Monday, January 10, 2011

The Kindergarten class size crisis as brought to you by Bloomberg/Klein

Today the office of Manhattan Borough president Scott Stringer released the results of an online survey of over 1000 education stakeholders, including parents, teachers and principals. As a group, class size and school overcrowding were their greatest concern.

Reducing class size has been the top priority of parents, year after year, on the DOE’s own parent surveys. And yet class sizes have risen sharply the last three years, and now are larger, especially in the early grades, than they have been at any time in more than a decade.

Meredith Kolodner wrote an excellent article about the class size crisis in Kindergarten, quoting Kenneth Sampson, father of a daughter in a Kindergarten class of 30 at PS 298 in Oceanhill-Brownsville in Brooklyn, where only 19% of children are at grade level in math:

"The teachers are good here, but my kid's not getting the attention she needs...I think there's not enough commitment to it. They gotta get it right so the children can learn properly. These are very smart kids. They want to learn."

As another parent said, in response to MBP Stringer's survey:

"You can have a perfect curriculum and a perfect teacher, but if there are 30 kids in the class, then you don't stand a chance of your child actually getting a good education,"

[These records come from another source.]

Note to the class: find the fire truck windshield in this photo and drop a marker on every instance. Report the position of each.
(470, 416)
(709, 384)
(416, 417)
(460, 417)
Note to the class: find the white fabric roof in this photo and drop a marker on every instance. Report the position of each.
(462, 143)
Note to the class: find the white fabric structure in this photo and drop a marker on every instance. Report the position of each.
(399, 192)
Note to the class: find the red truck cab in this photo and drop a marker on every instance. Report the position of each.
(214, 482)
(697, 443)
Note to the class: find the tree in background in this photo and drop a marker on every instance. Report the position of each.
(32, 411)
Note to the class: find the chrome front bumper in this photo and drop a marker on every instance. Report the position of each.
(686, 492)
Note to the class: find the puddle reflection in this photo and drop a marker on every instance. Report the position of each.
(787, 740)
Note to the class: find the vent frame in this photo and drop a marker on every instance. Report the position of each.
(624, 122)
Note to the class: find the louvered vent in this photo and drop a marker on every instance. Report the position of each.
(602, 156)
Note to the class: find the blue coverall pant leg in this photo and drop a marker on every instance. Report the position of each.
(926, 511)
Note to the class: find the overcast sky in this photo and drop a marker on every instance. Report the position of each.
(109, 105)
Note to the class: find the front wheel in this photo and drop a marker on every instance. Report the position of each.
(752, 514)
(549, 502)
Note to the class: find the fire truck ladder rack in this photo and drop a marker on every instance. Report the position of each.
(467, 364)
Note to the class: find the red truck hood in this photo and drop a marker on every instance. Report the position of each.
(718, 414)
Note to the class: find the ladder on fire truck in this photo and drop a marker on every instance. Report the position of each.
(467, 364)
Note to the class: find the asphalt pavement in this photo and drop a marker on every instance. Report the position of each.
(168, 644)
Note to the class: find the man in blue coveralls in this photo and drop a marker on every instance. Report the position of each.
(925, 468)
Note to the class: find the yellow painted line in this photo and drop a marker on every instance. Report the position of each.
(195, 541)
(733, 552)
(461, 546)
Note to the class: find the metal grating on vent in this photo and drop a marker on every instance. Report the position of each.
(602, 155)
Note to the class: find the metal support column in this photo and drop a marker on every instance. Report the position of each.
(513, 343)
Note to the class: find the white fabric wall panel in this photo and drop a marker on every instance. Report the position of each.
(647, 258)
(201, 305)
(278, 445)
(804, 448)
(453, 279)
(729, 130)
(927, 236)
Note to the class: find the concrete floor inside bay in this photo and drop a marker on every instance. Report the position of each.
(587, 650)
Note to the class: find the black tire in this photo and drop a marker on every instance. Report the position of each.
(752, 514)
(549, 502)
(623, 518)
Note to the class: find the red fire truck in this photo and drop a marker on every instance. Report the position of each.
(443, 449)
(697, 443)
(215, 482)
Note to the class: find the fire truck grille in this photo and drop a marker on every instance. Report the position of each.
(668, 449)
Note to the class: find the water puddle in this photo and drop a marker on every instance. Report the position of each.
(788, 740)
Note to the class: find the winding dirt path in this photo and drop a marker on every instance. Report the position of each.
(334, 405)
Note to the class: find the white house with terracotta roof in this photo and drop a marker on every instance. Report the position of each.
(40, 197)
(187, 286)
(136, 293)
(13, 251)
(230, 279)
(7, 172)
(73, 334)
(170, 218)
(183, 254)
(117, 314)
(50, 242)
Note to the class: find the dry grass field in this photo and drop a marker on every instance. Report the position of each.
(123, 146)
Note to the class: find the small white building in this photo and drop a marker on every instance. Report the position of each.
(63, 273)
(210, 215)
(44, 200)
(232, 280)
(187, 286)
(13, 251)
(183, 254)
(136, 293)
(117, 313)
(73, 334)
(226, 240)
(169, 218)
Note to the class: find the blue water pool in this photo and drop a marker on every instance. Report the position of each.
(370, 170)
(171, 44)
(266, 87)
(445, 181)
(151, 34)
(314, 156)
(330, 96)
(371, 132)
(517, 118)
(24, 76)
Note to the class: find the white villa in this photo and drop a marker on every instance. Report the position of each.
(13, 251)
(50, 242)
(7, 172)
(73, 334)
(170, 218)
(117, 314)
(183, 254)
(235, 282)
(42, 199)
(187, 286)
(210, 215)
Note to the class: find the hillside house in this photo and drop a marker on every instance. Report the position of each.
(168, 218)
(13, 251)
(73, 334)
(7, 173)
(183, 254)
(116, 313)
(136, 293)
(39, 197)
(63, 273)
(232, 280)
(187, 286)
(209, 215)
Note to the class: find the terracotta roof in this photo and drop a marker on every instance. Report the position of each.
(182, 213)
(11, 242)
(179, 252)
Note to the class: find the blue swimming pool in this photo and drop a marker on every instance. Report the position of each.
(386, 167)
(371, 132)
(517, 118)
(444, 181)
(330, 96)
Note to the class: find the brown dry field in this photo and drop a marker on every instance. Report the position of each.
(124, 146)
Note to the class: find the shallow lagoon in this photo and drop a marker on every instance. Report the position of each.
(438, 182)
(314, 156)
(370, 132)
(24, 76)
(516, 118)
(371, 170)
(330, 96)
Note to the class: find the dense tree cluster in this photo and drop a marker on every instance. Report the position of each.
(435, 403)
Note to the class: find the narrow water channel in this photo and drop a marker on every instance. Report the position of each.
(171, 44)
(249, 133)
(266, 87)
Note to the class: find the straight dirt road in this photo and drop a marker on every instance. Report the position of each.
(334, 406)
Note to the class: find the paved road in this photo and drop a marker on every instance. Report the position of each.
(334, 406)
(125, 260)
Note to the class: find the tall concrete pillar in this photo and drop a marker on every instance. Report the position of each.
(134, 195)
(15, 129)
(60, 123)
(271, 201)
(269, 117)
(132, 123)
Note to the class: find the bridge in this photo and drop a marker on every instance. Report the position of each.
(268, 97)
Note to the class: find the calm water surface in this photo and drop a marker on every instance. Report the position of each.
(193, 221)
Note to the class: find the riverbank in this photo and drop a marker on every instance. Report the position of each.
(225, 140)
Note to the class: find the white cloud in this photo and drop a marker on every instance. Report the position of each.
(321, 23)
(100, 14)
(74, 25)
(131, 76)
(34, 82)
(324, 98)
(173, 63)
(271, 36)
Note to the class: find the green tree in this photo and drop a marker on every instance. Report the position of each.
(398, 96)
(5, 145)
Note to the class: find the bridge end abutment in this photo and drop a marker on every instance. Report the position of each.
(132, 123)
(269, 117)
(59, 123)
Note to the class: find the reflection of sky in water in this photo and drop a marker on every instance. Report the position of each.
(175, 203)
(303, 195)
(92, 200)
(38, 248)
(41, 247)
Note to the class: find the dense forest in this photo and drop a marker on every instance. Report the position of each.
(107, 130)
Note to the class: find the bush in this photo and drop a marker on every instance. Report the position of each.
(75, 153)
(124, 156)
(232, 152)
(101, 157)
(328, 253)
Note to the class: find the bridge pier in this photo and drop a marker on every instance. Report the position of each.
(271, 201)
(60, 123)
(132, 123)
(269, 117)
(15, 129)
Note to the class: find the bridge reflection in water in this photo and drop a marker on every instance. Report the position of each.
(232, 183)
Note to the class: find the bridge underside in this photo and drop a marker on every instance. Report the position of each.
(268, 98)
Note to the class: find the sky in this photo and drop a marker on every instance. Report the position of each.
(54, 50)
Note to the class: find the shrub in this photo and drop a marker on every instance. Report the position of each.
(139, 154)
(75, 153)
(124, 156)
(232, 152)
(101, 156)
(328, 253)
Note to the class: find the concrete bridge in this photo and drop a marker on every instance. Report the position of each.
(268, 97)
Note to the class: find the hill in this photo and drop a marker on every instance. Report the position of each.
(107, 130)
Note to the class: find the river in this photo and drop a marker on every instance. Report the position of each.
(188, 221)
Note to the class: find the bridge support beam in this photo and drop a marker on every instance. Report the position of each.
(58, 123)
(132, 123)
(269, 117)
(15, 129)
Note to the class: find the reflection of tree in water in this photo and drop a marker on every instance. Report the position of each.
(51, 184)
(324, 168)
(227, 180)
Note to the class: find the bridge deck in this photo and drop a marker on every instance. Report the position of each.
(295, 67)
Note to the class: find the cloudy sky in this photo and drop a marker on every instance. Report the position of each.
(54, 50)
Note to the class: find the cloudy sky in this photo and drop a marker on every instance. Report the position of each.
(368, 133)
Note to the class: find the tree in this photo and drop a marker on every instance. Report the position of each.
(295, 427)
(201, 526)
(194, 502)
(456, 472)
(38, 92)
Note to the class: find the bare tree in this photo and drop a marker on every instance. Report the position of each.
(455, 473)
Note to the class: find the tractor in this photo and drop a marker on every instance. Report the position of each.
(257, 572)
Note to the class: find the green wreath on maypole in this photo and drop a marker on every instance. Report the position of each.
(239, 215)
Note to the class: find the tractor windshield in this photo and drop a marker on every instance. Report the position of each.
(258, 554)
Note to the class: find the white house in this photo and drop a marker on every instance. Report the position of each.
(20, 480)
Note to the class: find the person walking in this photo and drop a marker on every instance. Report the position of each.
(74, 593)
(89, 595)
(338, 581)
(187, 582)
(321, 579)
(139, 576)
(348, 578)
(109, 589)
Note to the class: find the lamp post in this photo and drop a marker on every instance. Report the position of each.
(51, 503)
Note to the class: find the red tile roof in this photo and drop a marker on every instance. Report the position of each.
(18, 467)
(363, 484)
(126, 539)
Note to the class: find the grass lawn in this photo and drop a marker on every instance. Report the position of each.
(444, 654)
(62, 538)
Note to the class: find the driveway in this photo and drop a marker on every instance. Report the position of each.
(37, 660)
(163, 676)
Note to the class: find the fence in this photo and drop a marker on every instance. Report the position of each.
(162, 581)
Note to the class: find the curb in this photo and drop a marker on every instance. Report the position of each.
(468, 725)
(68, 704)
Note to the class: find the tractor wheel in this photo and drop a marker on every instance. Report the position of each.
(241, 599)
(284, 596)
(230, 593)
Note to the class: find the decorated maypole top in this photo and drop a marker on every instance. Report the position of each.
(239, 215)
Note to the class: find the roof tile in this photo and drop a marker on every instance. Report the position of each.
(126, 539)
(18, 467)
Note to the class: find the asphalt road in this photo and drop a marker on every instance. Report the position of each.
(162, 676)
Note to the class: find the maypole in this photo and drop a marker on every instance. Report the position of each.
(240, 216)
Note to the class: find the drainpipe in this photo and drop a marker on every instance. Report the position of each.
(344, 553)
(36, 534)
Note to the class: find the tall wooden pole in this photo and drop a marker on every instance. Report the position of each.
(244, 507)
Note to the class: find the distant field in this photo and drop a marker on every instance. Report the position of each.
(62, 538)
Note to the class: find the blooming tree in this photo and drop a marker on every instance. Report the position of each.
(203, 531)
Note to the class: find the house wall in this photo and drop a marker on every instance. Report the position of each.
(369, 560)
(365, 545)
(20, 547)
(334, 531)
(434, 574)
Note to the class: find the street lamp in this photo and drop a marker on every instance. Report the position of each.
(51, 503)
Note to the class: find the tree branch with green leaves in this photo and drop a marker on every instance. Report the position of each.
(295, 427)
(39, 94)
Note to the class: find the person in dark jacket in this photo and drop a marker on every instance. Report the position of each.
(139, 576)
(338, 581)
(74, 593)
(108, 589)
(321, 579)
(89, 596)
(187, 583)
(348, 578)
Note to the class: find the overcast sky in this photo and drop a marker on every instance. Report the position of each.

See the chart above; showing that the number of large Kindergarten classes plunged from 1999-2002, under Chancellors Crew and Levy; until the Bloomberg/Klein regime took hold, and then started to rise again.

This year is the first since 1999 in which there are more Kindergarteners in classes of 25 or more than 20 or less.

Also see the chart to the left showing the sharp rise of children in large Kindergarten classes over the last three years; now 42 % of these children are in classes of 25 or more in the Bronx -- the city's poorest borough.

Cathie Black said she intends to take the concerns of parents seriously. She sent her own children to schools where class sizes average 12 students per class.

Research is crystal clear that class size, especially in the early grades, is a major determinant in a child’s success in school and in later life. This is especially true for poor children, who benefit twice as much as middle class children from small classes. We have seen the class size situation stagnate and now grow steadily worse, under a Mayor and chancellor who claimed to care about the achievement gap and who had total control over our schools.

If Cathie Black cares about improving opportunities for NYC children, she will make absolutely certain that class sizes do not further increase under her watch, but begin to decrease instead.